SLAVERY

BY J. L. BAKER.

AUTHOR OF "EXPORTS AND IMPORTS," "MEN AND THINGS," &c.

SLAVERY.

The recent attempt of John Brown to incite an insurrection at Harper's Ferry has created no little excitement throughout the country. Strange and desperate as the movement was, it seems to have been the natural and necessary result of the long twenty years' war, waged in the free States upon the institutions of the South, the culminating point, it is to be hoped, in a reform based on no sound principle, and which, like an epidemic, has swept over the land, fruitful only in bitter words, harsh recrimination, sectional hostility, and ending, like the last act of a tragedy, in violence and murder.

The scene that has been enacted at Harper's Ferry will perhaps have the effect to open the eyes of the nation, so that they can see fully the yawning gulf, the brink of which they have at last reached, and lead them to examine the ground on which they stand; inquire what they have been doing, and what good cause can be served by a course of action which has led to such fatal results. Many lives have been sacrificed. A whole family has been ruined, and an old man has been led out to suffer the last and most terrible infliction of the law. He has been but an instrument in the hands of others, who have acted, with the exception of some political leaders, from honest convictions.

The time has now come, however, for them to inquire, and for all to inquire with the utmost seriousness, if these convictions of duty have been just and commendable, or if they have been mistaken, and therefore to be condemned. Zeal without knowledge is a dangerous weapon, as all history has proved, and it is incumbent upon all, not only to do right, but to think right. It is an old maxim that ignorance of the law excuses no man, and it is equally true that we are not at liberty to follow our blind impulses, but are bound to inform ourselves, and to know whether a particular course of action, however well intended, is such as will not defeat the very purposes we have in view, while it brings misery and ruin to thousands of our fellow beings.

Liberty has been in all ages of the world a most fruitful theme for the poet and the orator, and still its true nature and conditions are but imperfectly understood.
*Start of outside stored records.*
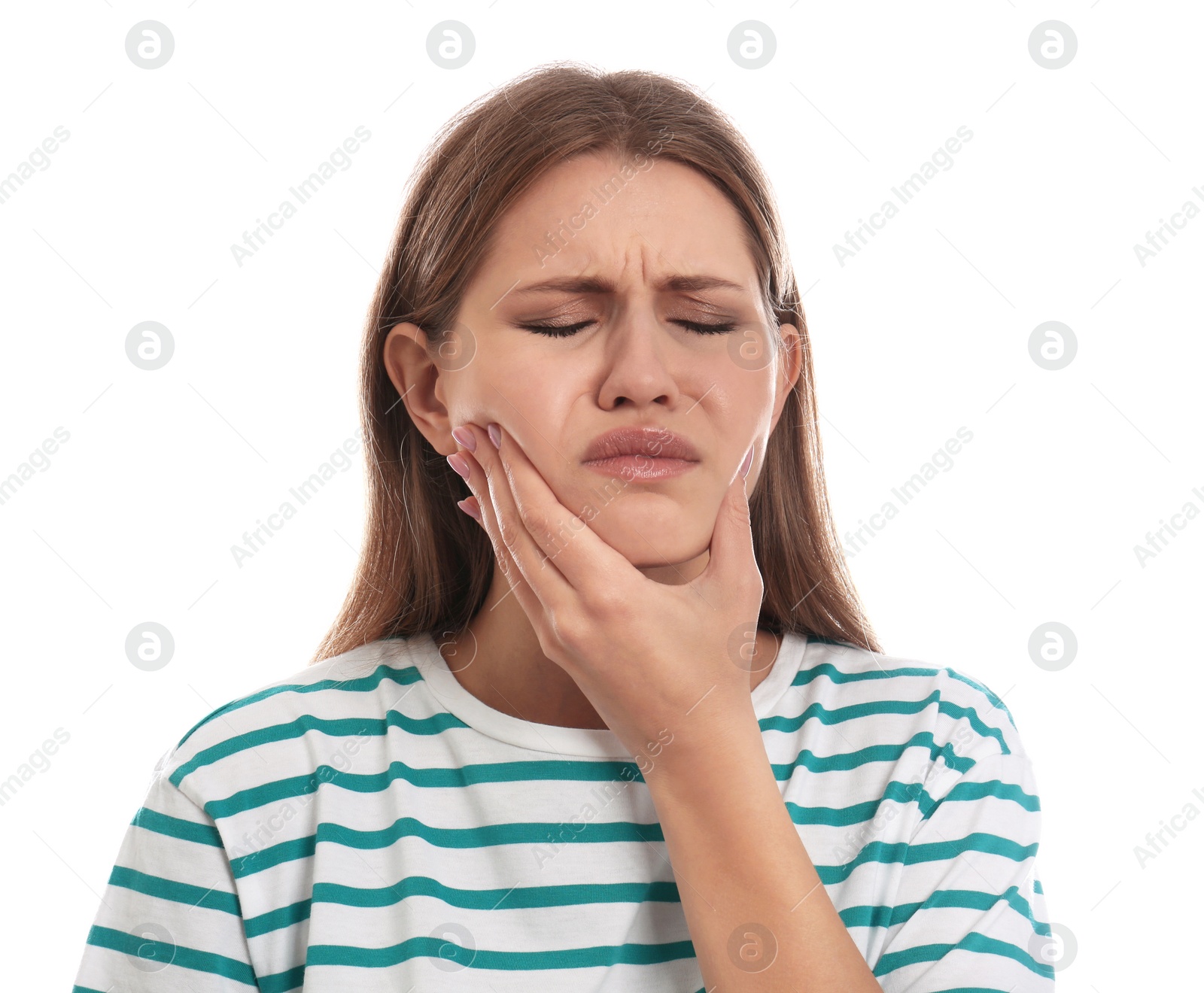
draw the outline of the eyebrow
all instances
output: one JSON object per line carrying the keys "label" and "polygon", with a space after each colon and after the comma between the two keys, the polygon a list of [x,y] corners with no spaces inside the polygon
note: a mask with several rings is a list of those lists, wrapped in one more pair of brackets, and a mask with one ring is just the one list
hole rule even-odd
{"label": "eyebrow", "polygon": [[[671,276],[656,284],[661,292],[694,292],[697,290],[736,290],[746,292],[739,283],[722,279],[719,276]],[[547,279],[542,283],[532,283],[530,286],[521,286],[513,290],[514,294],[532,292],[576,292],[576,294],[613,294],[615,285],[609,279],[597,276],[562,276],[556,279]]]}

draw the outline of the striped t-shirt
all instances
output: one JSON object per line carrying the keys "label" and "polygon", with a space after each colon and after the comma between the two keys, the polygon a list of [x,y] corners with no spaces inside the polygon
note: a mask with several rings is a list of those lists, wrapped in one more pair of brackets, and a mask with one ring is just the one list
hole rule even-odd
{"label": "striped t-shirt", "polygon": [[[752,704],[886,993],[1054,988],[1037,784],[990,688],[786,634]],[[695,993],[702,974],[618,737],[494,710],[423,634],[218,708],[126,829],[76,993],[256,987]]]}

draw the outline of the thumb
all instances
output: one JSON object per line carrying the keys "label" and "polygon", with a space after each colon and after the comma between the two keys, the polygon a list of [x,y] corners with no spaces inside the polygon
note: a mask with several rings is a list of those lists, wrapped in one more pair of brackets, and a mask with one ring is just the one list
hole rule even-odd
{"label": "thumb", "polygon": [[752,454],[750,448],[745,457],[749,467],[743,473],[736,473],[719,504],[715,530],[710,534],[710,561],[704,569],[708,577],[721,575],[728,581],[743,575],[755,575],[759,580],[761,578],[752,548],[752,519],[748,498]]}

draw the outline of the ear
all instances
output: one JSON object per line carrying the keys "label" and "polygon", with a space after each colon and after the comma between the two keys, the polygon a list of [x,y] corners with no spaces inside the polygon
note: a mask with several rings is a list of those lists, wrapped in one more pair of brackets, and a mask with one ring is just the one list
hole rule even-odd
{"label": "ear", "polygon": [[395,324],[384,339],[382,359],[411,420],[436,451],[453,454],[454,425],[444,403],[439,367],[427,350],[426,332],[417,324]]}
{"label": "ear", "polygon": [[771,431],[778,426],[778,418],[781,416],[781,410],[786,406],[786,395],[795,388],[798,373],[803,367],[803,339],[798,329],[792,324],[780,324],[778,332],[781,335],[783,350],[779,353],[781,361],[778,379],[774,383],[775,396]]}

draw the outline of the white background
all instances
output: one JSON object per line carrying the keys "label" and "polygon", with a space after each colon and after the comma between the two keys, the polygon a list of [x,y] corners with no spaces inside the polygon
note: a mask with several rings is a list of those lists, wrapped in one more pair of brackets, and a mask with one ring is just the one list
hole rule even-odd
{"label": "white background", "polygon": [[[144,19],[175,37],[154,70],[125,51]],[[476,39],[461,69],[427,55],[443,19]],[[777,39],[762,69],[728,57],[745,19]],[[1028,51],[1047,19],[1078,37],[1057,70]],[[69,735],[0,806],[6,934],[39,988],[71,982],[157,758],[302,669],[334,619],[358,455],[241,567],[231,545],[358,427],[361,327],[418,155],[555,59],[687,79],[756,149],[804,291],[842,532],[973,432],[854,577],[889,655],[986,682],[1016,720],[1049,914],[1078,944],[1058,988],[1185,977],[1204,818],[1144,867],[1134,847],[1204,811],[1204,515],[1144,567],[1134,546],[1204,509],[1204,219],[1178,218],[1144,266],[1134,246],[1204,208],[1202,37],[1196,4],[1119,0],[6,5],[0,177],[70,132],[0,203],[0,478],[70,432],[0,503],[0,779]],[[352,166],[238,266],[231,244],[358,125]],[[961,125],[952,167],[842,265],[833,246]],[[144,320],[175,341],[154,372],[125,354]],[[1060,371],[1029,356],[1047,320],[1078,342]],[[147,621],[175,638],[157,672],[125,655]],[[1050,621],[1078,639],[1057,672],[1028,651]]]}

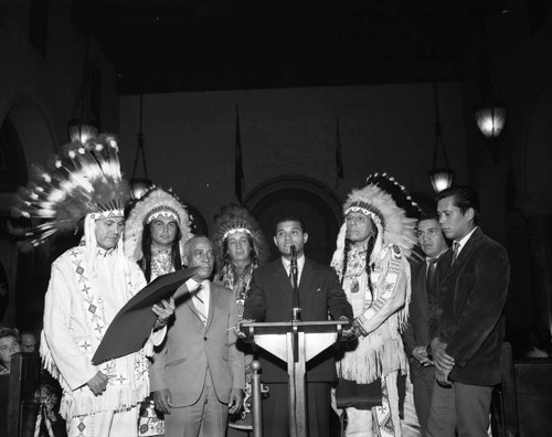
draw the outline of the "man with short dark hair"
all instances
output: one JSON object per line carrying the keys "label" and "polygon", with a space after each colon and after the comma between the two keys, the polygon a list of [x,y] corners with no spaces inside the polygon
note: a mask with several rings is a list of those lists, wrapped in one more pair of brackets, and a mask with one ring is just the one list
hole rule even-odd
{"label": "man with short dark hair", "polygon": [[470,186],[437,195],[453,249],[439,260],[432,290],[429,334],[436,367],[428,436],[487,436],[492,386],[500,382],[503,306],[510,265],[506,249],[477,225]]}
{"label": "man with short dark hair", "polygon": [[[309,235],[299,217],[286,216],[276,223],[274,244],[282,255],[253,273],[250,296],[245,302],[244,319],[276,322],[291,319],[293,286],[289,279],[291,248],[297,254],[297,283],[301,302],[301,320],[352,320],[352,309],[339,285],[336,273],[328,266],[305,257]],[[263,398],[263,429],[266,437],[285,437],[289,431],[288,375],[286,363],[261,350],[263,383],[269,386],[269,396]],[[307,365],[307,414],[310,436],[329,436],[331,384],[336,382],[336,362],[332,348],[317,355]]]}
{"label": "man with short dark hair", "polygon": [[448,249],[445,235],[438,222],[437,212],[424,214],[417,224],[417,241],[425,260],[411,263],[412,298],[408,326],[403,334],[404,349],[408,355],[411,379],[414,386],[414,406],[423,436],[427,433],[427,419],[432,403],[435,367],[427,354],[429,347],[428,292],[434,286],[435,270],[439,257]]}
{"label": "man with short dark hair", "polygon": [[229,413],[242,406],[244,355],[236,348],[232,290],[211,283],[214,249],[205,236],[185,242],[184,264],[199,267],[174,294],[174,322],[150,371],[167,437],[224,437]]}

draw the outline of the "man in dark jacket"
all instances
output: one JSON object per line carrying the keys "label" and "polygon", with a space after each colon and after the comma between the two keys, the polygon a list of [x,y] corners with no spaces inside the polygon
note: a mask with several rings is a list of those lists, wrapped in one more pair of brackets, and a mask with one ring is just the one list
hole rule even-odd
{"label": "man in dark jacket", "polygon": [[429,345],[428,292],[435,284],[435,271],[438,259],[448,249],[445,235],[440,230],[437,212],[424,214],[417,224],[417,241],[425,260],[411,263],[412,297],[410,303],[408,326],[403,334],[404,349],[411,366],[411,379],[414,385],[414,405],[422,435],[427,433],[427,418],[432,403],[435,367],[427,354]]}
{"label": "man in dark jacket", "polygon": [[453,248],[439,260],[429,298],[436,367],[428,436],[486,436],[492,386],[500,382],[502,309],[510,265],[506,249],[477,226],[479,200],[469,186],[437,195]]}
{"label": "man in dark jacket", "polygon": [[[336,273],[304,255],[308,241],[305,224],[298,217],[284,217],[276,224],[274,243],[279,259],[253,273],[250,296],[245,302],[244,319],[276,322],[291,320],[293,286],[289,279],[290,246],[297,253],[299,301],[301,320],[352,320],[352,309],[339,285]],[[263,383],[268,384],[269,396],[263,399],[263,428],[265,437],[285,437],[289,430],[288,375],[286,363],[259,351]],[[333,349],[329,348],[307,363],[307,413],[311,437],[329,436],[329,407],[331,384],[336,382]]]}

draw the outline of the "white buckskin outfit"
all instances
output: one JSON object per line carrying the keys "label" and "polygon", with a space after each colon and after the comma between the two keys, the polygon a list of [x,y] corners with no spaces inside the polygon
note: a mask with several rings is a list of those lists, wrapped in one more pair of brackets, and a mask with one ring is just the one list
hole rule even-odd
{"label": "white buckskin outfit", "polygon": [[[344,216],[360,212],[371,218],[376,228],[373,244],[368,248],[371,253],[346,242],[347,223],[343,223],[331,263],[352,306],[352,324],[358,335],[358,343],[347,348],[337,369],[339,377],[358,384],[370,384],[380,377],[382,405],[371,409],[346,408],[344,435],[397,437],[401,436],[401,423],[396,382],[408,369],[401,339],[411,296],[406,256],[415,244],[416,220],[406,217],[390,194],[410,202],[404,188],[392,178],[385,173],[374,174],[367,182],[362,190],[352,191],[343,212]],[[410,203],[411,207],[415,205]]]}
{"label": "white buckskin outfit", "polygon": [[[84,217],[81,244],[52,264],[40,350],[63,388],[60,413],[70,437],[137,435],[138,405],[149,394],[146,354],[166,334],[166,328],[152,333],[138,352],[91,362],[114,317],[146,286],[140,268],[125,257],[121,237],[107,251],[96,242],[96,220],[123,217],[129,194],[117,150],[106,135],[67,145],[49,168],[39,169],[13,207],[14,214],[43,220],[25,231],[30,246],[75,230]],[[109,380],[95,396],[87,383],[98,371]]]}

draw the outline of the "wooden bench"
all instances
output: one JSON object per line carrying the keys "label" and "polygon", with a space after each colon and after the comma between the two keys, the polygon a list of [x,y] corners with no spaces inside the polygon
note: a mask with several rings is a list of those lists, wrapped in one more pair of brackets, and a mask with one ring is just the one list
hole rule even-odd
{"label": "wooden bench", "polygon": [[[11,373],[0,375],[0,434],[7,437],[34,435],[32,402],[40,381],[41,361],[36,353],[20,352],[12,356]],[[31,428],[32,429],[29,429]],[[29,434],[31,433],[31,434]]]}

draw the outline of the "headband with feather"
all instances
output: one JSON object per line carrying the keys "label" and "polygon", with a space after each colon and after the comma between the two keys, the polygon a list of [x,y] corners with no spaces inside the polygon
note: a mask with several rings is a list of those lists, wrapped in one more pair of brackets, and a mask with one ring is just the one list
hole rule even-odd
{"label": "headband with feather", "polygon": [[[416,244],[416,222],[420,209],[412,201],[406,189],[388,173],[375,173],[367,179],[367,185],[352,190],[344,205],[343,215],[361,212],[372,218],[378,227],[378,239],[374,244],[370,262],[378,263],[383,247],[395,245],[406,255],[411,255]],[[331,260],[332,267],[341,276],[343,252],[346,246],[347,223],[343,223],[338,235],[337,249]]]}
{"label": "headband with feather", "polygon": [[100,135],[85,143],[70,142],[46,167],[34,166],[12,214],[44,221],[23,233],[26,244],[38,246],[57,232],[74,231],[88,214],[91,220],[123,216],[129,198],[117,140]]}
{"label": "headband with feather", "polygon": [[243,232],[251,236],[258,263],[264,264],[268,256],[268,246],[257,221],[245,207],[230,204],[223,206],[221,213],[214,217],[213,241],[219,265],[224,265],[226,256],[224,242],[234,232]]}
{"label": "headband with feather", "polygon": [[184,243],[193,234],[190,227],[190,215],[184,204],[171,190],[152,186],[146,194],[130,205],[125,223],[125,254],[137,262],[142,258],[141,241],[144,226],[159,216],[173,218],[182,234],[180,238],[180,255],[184,254]]}

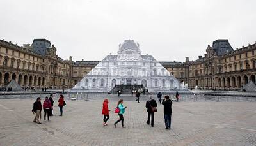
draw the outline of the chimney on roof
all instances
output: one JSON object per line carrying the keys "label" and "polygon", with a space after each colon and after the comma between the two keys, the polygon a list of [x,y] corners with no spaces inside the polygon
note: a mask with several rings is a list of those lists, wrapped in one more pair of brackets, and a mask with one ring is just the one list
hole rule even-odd
{"label": "chimney on roof", "polygon": [[186,57],[186,62],[189,62],[189,57]]}

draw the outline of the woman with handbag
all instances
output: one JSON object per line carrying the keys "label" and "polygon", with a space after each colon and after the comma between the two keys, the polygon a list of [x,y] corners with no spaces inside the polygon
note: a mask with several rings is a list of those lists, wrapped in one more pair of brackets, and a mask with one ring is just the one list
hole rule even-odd
{"label": "woman with handbag", "polygon": [[58,102],[59,102],[58,106],[60,108],[60,116],[62,116],[63,106],[66,105],[66,103],[64,101],[63,95],[62,95],[62,94],[60,95],[60,98],[59,98],[59,100],[58,101]]}
{"label": "woman with handbag", "polygon": [[157,106],[157,104],[156,100],[152,99],[152,96],[149,96],[149,100],[146,102],[146,108],[148,112],[148,120],[147,121],[147,124],[149,125],[151,117],[151,127],[154,127],[154,113],[157,112],[156,109]]}
{"label": "woman with handbag", "polygon": [[[116,128],[116,124],[117,123],[118,123],[120,121],[122,121],[122,128],[125,128],[125,126],[124,126],[124,115],[123,114],[125,112],[125,110],[126,109],[126,108],[127,107],[124,107],[123,106],[123,99],[120,99],[118,101],[118,102],[117,103],[117,107],[118,108],[119,108],[119,113],[118,113],[118,115],[119,115],[119,120],[118,120],[115,124],[114,126],[115,128]],[[116,110],[117,110],[117,108],[116,108]]]}
{"label": "woman with handbag", "polygon": [[102,112],[103,115],[103,125],[107,126],[107,121],[109,119],[109,110],[108,109],[108,100],[106,99],[103,102]]}

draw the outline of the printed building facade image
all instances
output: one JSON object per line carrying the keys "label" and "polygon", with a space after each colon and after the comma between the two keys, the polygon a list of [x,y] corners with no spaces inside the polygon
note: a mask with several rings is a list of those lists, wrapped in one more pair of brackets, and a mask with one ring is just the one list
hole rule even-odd
{"label": "printed building facade image", "polygon": [[[46,39],[22,47],[1,40],[0,85],[14,79],[21,87],[72,88],[100,62],[65,60],[56,52]],[[255,84],[255,54],[256,43],[234,49],[228,40],[217,40],[196,61],[158,62],[189,88],[237,90]]]}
Constitutional liberty, such as that of England and the United States, is possible only to a race that has a physical temperament that fits it for self-control or self-government, and to such a race only is it a blessing. But few such races have been known in history. One of them was the Grecian, and afterwards the Roman, but both became degenerated, and lost the capacity of self-government.

In modern times the English nation has exhibited the same capacity, which belongs also to ourselves, who are of the same blood. No other people have those constitutional traits which fit them for self-government, which is but another name for self-restraint. The Frenchman is volatile, fickle, and fond of glory, and less free to-day than he was under Louis the Sixteenth. He has a government which answers to his wants and his genius, which exactly represents his condition, and contributes, therefore, most to his happiness. Should he, in the course of centuries, become changed in his physical and mental constitution, he will find, necessarily, a government that corresponds to the progress he has made. Governments are but the agents and representatives of the people. They reflect very nearly the condition of the governed, and change to meet the changes of those they represent. No mortal power can prevent any people from taking and enjoying that degree of freedom they are capable of enjoying, and which would, therefore, contribute to their happiness. What is true of France, is true of the other European nations, and of all nations; so that we never deceive ourselves more completely than when we talk of political liberty as something equally applicable to all, and attainable by all.